What is evidence?
Evidence is information that the court looks at in understanding and ultimately determining a matter.
In a family law matter there a number of different pieces of evidence that the court will look to:
Affidavits: Affidavits by you and possibly supporting witnesses. Affidavits are sworn written statements of fact. Affidavits are used to support your wishes as to what Orders the court can make. Your solicitor will help you draft your and any supporting affidavits. Your affidavit must comply with court evidence rules. Anytime you submit evidence to the court there are important considerations to take into account regarding your matter from both a strategic and practical perspective. Therefore it is very important to talk to a solicitor before submitting anything to the court.
Valuations: Valuations of any property, businesses, chattels and superannuation may be required from the court. The court has special rules about who can value assets and the process involved in obtaining these valuations. Your solicitor will assist you in this process.
Financial Statement: Your financial statement is a document which sets out a person’s income, financial resources, assets and liabilities.

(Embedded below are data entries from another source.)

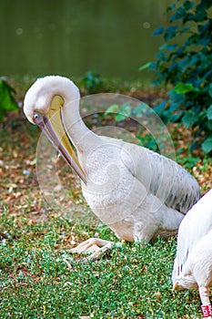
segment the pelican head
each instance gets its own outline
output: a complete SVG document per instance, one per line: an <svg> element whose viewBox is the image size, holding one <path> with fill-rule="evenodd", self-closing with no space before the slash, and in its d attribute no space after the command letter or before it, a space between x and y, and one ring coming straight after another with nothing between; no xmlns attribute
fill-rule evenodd
<svg viewBox="0 0 212 319"><path fill-rule="evenodd" d="M86 182L77 157L70 144L64 126L62 108L66 103L78 100L77 87L68 78L48 76L38 78L25 94L24 112L27 119L36 124L62 156Z"/></svg>

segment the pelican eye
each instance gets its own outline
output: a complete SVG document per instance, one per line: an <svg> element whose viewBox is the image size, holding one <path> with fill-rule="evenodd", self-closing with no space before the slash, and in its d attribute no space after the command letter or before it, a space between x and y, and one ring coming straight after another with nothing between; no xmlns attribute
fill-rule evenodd
<svg viewBox="0 0 212 319"><path fill-rule="evenodd" d="M43 122L43 116L40 113L34 113L33 119L35 124Z"/></svg>

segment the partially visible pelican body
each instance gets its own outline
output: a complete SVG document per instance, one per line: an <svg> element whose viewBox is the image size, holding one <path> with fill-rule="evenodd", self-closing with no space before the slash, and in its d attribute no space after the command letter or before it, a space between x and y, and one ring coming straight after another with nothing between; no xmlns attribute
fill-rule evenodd
<svg viewBox="0 0 212 319"><path fill-rule="evenodd" d="M179 226L172 281L174 290L198 289L203 315L211 318L212 190L190 209Z"/></svg>
<svg viewBox="0 0 212 319"><path fill-rule="evenodd" d="M27 91L24 111L78 174L90 208L118 238L148 242L176 233L185 213L200 197L196 180L167 158L89 130L79 114L79 98L77 87L68 78L45 77ZM111 245L91 239L73 252L95 247L95 257Z"/></svg>

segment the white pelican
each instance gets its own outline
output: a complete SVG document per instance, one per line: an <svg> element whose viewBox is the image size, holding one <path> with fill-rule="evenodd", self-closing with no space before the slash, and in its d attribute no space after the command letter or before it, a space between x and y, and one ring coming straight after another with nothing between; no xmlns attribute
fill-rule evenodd
<svg viewBox="0 0 212 319"><path fill-rule="evenodd" d="M79 114L79 90L70 79L45 77L27 91L24 111L78 174L90 208L118 238L148 242L176 233L186 211L200 197L197 180L166 157L89 130ZM91 239L73 252L95 247L94 257L111 245Z"/></svg>
<svg viewBox="0 0 212 319"><path fill-rule="evenodd" d="M174 290L198 289L203 315L211 318L212 190L190 209L179 226L172 281Z"/></svg>

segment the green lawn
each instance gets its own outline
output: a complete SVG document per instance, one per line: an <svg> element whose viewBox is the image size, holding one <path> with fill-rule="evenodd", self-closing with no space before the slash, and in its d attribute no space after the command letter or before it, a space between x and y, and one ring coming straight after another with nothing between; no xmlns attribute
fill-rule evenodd
<svg viewBox="0 0 212 319"><path fill-rule="evenodd" d="M81 232L92 236L88 226L54 216L30 223L26 215L8 217L6 211L1 225L1 318L200 316L197 292L172 292L175 238L143 248L126 243L99 261L80 262L68 246ZM117 242L106 227L97 231Z"/></svg>

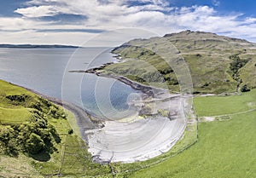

Expert witnesses: The court may order that an Expert Witness is called in. Expert Witness are professionals in other fields that can make an assessment and then provide evidence about a particular issue. For example, a superannuation expert may be brought in to provide evidence on a complicated superannuation issue.
Subpoenas: If you are unable to gain disclosure information, for example, because of confidentiality issues you can apply for a Subpoena. There are three types of subpoenas:
- Subpoenas to produce documents;
- Subpoenas to give evidence;
- Subpoenas for production of documents and to give evidence.